There is no “right” way to treat localized prostate cancer today. There are simply a wide range of options. And just monitoring patients (on some form of active surveillance) is an excellent option for appropriately selected individuals with very low-risk, low-risk, and, in some cases, even “favorable” intermediate-risk disease.

4 Responses

  1. Possible edit needed to below?

    • Surgery may have been associated with
    ◦ Lower all-cause mortality than observation among men with intermediate-risk disease (absolute difference, 14.5 percent)
    ◦ No lower-cause mortality than observation among men with low-risk disease (absolute difference, 0.7 percent)
    ◦ No lower cause mortality than observation among men with high-risk disease (absolute difference, 2.3 percent)

  2. Dear blogollum:

    Actually no. These numbers are correct. Only the absolute difference of 14.5% is statistically significant. The absolute differences of 0.7% and 2.3% are not statistically significant and thus could have occurred from pure chance.

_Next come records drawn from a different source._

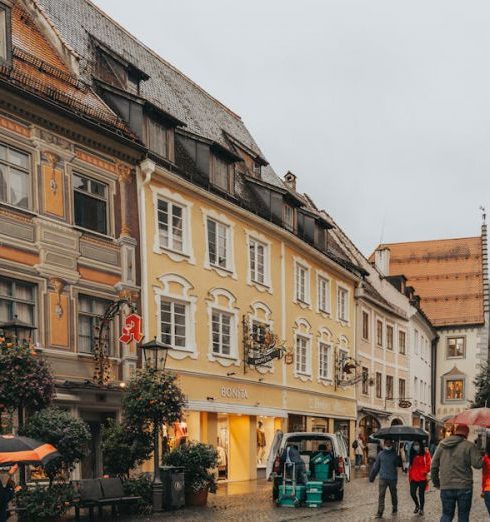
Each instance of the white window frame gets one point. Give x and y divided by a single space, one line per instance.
341 288
300 264
259 239
167 282
229 270
321 277
215 304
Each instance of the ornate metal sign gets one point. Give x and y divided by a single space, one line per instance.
260 344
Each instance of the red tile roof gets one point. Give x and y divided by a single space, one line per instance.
447 274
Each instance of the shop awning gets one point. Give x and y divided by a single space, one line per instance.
236 409
374 412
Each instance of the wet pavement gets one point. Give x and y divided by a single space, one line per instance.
251 501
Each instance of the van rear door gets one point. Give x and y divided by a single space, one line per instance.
274 451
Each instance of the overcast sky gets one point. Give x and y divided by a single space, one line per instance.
380 107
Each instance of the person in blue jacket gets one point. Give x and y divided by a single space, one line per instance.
386 465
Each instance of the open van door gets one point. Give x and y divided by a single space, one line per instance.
276 443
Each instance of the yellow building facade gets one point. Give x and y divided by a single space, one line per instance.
213 273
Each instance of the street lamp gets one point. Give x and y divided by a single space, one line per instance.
155 355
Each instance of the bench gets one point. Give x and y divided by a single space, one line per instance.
97 493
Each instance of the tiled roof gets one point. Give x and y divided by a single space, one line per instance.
167 88
447 274
37 67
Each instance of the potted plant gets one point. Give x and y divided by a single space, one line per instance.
198 460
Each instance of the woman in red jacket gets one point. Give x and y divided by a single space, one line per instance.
417 474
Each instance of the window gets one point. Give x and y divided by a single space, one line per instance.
402 342
365 325
389 337
157 137
389 387
302 283
219 244
401 388
324 361
90 202
301 357
378 385
221 330
173 322
379 332
343 304
455 347
15 173
170 225
90 312
258 259
288 217
365 381
222 174
18 300
323 294
454 389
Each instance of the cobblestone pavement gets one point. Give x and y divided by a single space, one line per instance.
359 504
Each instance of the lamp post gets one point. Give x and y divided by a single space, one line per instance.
155 355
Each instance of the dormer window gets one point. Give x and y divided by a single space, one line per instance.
223 174
4 33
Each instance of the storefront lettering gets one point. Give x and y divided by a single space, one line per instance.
233 393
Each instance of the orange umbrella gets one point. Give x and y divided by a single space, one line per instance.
23 450
473 417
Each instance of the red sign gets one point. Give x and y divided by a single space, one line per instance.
131 331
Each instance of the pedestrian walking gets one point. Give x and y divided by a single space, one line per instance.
419 467
358 446
485 480
452 474
386 465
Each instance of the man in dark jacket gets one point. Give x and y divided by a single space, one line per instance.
386 465
451 472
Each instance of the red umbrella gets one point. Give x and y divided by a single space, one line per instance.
473 417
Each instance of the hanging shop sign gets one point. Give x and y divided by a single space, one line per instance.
261 345
131 330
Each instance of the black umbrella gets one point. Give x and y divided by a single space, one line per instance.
401 433
23 450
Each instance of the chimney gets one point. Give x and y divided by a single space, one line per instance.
382 260
290 180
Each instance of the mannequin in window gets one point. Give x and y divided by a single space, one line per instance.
261 442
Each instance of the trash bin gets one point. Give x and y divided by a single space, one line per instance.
172 478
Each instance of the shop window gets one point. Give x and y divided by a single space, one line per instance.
365 381
389 387
90 312
401 388
323 289
90 203
171 225
258 253
302 355
342 304
378 385
222 174
389 337
221 332
15 176
302 284
454 389
173 322
18 301
402 342
324 351
365 325
219 244
456 348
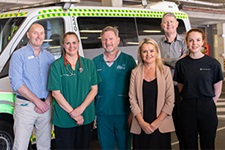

    Can I explain why there was no real difference among the men with high-risk disease? I suspect it was because there just weren’t very many of them, but I haven’t seen the full text of this paper

  3. Exactly my question when I read this on MedPage earlier in the week, Sitemaster … I am thinking the study was just underpowered? Other thoughts? …

  4. Dear Rick:

    The study was massively underpowered. We have known this for years. My memory is that it was orginally meant to enroll more like 1,500 or 2,000 patients.

    As an associated consequence, it took far longer to enroll the patients than had initially been projected. More than 13,000 patients had to be screened, of whom about 5,500 were eligible, to enroll the 731 men who actually agreed to participate.

    You also need to bear in mind that this study was designed about 25 years ago — in 1992. Just think what we know now that we didn’t know then!